Serving Machine Learning Models#
Model Serving#
The process of deploying trained machine learning models to production environment to make predictions on new data. This involves making the model accessible via an API or a GUI, allowing users or applications to send data to the model and receive predictions in return.
Inference Strategies#
Deployment strategies refer to the methods and practices used to deploy machine learning models into production. These strategies can vary based on the requirements of the application, the infrastructure available, and the scale at which the model needs to operate. Common deployment strategies include:
Batch Inference: Running predictions on a batch of data at scheduled intervals. This is suitable for applications where real-time predictions are not required.

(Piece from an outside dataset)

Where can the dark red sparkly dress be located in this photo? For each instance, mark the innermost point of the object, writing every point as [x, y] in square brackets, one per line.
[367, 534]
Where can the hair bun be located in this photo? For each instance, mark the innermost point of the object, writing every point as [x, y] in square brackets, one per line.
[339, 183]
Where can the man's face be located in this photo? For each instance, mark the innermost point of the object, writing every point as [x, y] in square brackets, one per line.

Online Inference: Making predictions in real-time as data comes in. This is suitable for applications that require immediate responses, such as recommendation systems or fraud detection.
Streaming Inference: Continuously processing and making predictions on a stream of data, such as sensor data or user interactions. This is suitable for applications that require real-time analysis of continuous data streams.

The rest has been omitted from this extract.